En tant que réforme visant un transfert de compétences du niveau central au niveau
local, la décentralisation propulse aux commandes, de nouveaux acteurs locaux. Les
élites locales, qu’elles soient modernes (responsables d’associations de développement,
fonctionnaires ressortissants de la localité, députés) ou traditionnelles (chefs
traditionnels, notables) peuvent se présenter soit comme des acteurs du changement
social, soit au contraire, se révéler de puissants facteurs de freinage, voire de blocage des
changements attendus. Vus sous l’approche anthropologique, je me permets de revisiter
certains acteurs de la décentralisation qui intéressent nos magistrats municipaux dans
l’exercice des compétences transférées.
La Population
Si nous-mêmes nous n’avons pas prononcé ce type de phrase un jour ou l’autre, on a
entendu cette antienne : « la population a pris les choses en main » En effet le consensus
n’a rien de naturel, dans un village africain pas plus qu’ailleurs. C’est une production
sociale complexe, qui ne va jamais de soi. La « population » n’est jamais un acteur
collectif. L’anthropologie nous enseigne qu’une population, n’existe pas : c’est un
assemblage instable d’acteurs plus ou moins agglomérés en groupes et en réseaux
particuliers. C’est l’alchimie de ces acteurs, groupes et réseaux qui passionne
l’anthropologue.
L’Etat
Il est tout aussi impossible d’échapper à l’usage de ce mot. Et pourtant, dès qu’on veut
lui donner une valeur analytique, il doit éclater en diverses composantes. Par Etat en
effet on évoque tantôt l’Institution Etat, avec un grand E, avec ses mythes, sa légitimité
et son idéologie, tantôt des appareils d’Etat et des structures administratives, tantôt la
classe politique qui dirige ces appareils, voire la politique qu’elle met en œuvre, tantôt
une bureaucratie, elle même diverse…
Du point de vue de la décentralisation, on peut au moins dégager deux niveaux
totalement différents de l’Etat. D’un côté on aura le gouvernement, et les services sous
son autorité directe à la capitale : ce sont les décideurs de la décentralisation, ceux qui la
conçoivent, par exemple tantôt de façon plutôt active et osée, tantôt en la limitant le plus
possible. De l’autre coté, on aura les représentants locaux de l’Etat, eux-mêmes variés, préfets et sous-préfets, services techniques, personnels administratifs déconcentrés : ce
sont les exécutants de la décentralisation, parfois victimes de la réforme, qui renâclent à
céder une partie de leurs pouvoirs, parfois au contraire « tuteurs » de la réforme, qui en
tirent parti… C’est cette seconde acception de l’Etat, celle qui concerne les représentants
étatiques sur la scène locale, qui, en ce qui concerne la mise en œuvre de la
décentralisation, c’est-à-dire, son insertion dans des arènes villageoises ou urbaines,
intéresse les maires. Le préfet assure la tutelle sur la commune. Le maire a besoin de
l’avis technique des délégués départementaux et régionaux dans son activité.
La société civile
Ce terme, issu d’une longue tradition de philosophie politique, évoque généralement des
dynamiques « populaires », « endogènes », « d’en bas », face à son contraire déprécié,
l’Etat, sa bureaucratie, son despotisme, ses rigidités…
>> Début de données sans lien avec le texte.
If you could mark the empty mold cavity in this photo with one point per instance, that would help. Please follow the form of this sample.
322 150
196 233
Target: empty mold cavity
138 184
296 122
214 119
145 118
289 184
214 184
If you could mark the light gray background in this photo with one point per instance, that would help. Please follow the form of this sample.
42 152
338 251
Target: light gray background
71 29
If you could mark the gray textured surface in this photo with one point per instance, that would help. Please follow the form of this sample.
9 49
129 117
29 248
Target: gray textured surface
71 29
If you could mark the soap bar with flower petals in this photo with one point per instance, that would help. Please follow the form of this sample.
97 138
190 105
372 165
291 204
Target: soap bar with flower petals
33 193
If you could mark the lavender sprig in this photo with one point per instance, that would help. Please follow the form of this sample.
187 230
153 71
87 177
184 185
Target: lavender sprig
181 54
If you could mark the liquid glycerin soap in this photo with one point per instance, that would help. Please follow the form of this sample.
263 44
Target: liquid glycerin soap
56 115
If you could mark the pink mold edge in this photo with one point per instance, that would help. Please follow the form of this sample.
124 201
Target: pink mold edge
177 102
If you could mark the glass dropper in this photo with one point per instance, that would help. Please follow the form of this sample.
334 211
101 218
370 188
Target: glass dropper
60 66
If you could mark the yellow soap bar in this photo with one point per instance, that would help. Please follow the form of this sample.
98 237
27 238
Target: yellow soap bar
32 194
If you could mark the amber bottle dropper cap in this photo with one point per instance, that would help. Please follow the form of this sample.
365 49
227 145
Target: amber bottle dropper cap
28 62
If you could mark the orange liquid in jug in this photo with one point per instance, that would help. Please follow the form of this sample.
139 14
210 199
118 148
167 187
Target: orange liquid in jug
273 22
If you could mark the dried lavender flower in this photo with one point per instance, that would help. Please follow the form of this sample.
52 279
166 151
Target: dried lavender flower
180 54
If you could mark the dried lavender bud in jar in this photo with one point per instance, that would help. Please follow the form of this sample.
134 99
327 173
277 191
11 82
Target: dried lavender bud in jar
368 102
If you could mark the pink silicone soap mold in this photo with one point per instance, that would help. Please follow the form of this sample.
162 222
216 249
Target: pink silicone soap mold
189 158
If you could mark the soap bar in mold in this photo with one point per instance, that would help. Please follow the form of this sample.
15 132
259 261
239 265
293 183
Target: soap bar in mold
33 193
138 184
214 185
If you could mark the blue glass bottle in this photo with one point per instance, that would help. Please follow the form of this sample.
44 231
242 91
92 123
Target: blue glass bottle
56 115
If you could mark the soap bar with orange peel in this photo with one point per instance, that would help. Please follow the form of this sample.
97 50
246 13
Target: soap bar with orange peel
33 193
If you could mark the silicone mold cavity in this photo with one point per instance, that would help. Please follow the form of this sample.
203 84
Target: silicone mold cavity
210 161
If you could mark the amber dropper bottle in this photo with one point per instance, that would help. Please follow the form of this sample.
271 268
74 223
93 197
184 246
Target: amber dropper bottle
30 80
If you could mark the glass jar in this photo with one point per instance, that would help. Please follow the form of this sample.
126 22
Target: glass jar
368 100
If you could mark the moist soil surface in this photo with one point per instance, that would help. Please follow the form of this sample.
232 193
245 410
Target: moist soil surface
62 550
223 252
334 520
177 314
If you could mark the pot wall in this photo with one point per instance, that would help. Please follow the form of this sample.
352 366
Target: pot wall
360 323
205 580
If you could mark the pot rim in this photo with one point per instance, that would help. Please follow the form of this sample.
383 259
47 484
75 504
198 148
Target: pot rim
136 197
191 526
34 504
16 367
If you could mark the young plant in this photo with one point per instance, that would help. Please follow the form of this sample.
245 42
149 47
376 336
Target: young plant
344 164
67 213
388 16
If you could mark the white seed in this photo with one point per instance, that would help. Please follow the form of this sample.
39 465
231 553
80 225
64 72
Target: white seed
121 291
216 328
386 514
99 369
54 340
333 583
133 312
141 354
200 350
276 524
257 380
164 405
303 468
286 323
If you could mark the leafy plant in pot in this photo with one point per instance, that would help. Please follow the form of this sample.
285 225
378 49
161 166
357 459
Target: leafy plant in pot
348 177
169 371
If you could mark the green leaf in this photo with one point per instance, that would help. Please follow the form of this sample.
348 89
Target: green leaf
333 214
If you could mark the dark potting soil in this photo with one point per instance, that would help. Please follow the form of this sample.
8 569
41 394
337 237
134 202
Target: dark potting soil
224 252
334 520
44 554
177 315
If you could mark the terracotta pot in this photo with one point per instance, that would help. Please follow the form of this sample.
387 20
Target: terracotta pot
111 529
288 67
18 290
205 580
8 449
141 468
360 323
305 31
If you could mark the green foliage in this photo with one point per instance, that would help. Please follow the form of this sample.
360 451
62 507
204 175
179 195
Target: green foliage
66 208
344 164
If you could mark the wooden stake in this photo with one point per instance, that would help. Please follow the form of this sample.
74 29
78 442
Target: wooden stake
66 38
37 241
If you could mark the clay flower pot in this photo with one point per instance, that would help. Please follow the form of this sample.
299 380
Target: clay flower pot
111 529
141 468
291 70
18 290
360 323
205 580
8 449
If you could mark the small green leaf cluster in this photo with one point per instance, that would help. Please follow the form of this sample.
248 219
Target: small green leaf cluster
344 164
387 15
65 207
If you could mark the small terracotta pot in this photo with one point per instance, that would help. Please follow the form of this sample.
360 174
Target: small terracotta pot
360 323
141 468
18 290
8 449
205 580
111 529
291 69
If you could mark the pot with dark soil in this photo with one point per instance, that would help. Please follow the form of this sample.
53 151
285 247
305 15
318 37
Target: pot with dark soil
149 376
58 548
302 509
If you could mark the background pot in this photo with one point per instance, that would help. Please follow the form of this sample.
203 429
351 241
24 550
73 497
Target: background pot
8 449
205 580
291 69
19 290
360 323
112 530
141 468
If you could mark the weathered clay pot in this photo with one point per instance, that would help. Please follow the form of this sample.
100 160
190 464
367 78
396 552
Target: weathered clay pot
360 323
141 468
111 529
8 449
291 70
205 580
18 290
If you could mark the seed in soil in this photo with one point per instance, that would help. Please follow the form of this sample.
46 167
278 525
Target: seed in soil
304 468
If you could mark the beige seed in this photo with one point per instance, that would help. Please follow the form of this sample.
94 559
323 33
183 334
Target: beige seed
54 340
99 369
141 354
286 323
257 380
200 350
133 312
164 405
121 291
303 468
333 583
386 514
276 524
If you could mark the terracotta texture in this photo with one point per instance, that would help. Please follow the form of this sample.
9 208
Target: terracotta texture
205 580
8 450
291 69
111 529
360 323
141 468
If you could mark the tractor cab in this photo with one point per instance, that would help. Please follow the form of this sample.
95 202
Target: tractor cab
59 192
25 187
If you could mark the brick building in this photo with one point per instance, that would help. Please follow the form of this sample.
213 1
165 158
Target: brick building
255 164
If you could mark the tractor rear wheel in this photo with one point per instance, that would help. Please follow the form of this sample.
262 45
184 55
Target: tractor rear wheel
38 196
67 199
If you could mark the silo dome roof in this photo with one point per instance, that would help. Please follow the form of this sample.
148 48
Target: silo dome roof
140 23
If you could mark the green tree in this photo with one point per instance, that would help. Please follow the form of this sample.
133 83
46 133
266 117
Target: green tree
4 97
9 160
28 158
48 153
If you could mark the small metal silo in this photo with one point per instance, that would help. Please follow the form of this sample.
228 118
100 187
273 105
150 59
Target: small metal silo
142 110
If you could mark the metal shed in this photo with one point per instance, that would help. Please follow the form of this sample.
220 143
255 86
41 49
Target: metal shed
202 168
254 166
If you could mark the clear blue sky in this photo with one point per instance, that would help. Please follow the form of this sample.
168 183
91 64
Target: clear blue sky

La « société civile », cela semble particulièrement flou, dès lors qu’il s’agirait de tout ce qui n’est pas l’Etat ; s’agit-il de l’individu, de la famille, du petit commerce, des entreprises privées, des ONG, des sectes religieuses, etc. ? En fait, on s’aperçoit vite que le référent habituel de cette expression, quand elle prend un sens tant soit peu concret, correspond de fait assez exactement au secteur associatif, ce secteur intermédiaire, cet ensemble d’organisations, groupements, associations en tous genres qui ont fleuri depuis une vingtaine d’années en Afrique, dans le domaine de la production, du développement, de la politique ou de la religion. Parfois, dans le contexte actuel de l’ajustement structurel, on y associera les entrepreneurs privés.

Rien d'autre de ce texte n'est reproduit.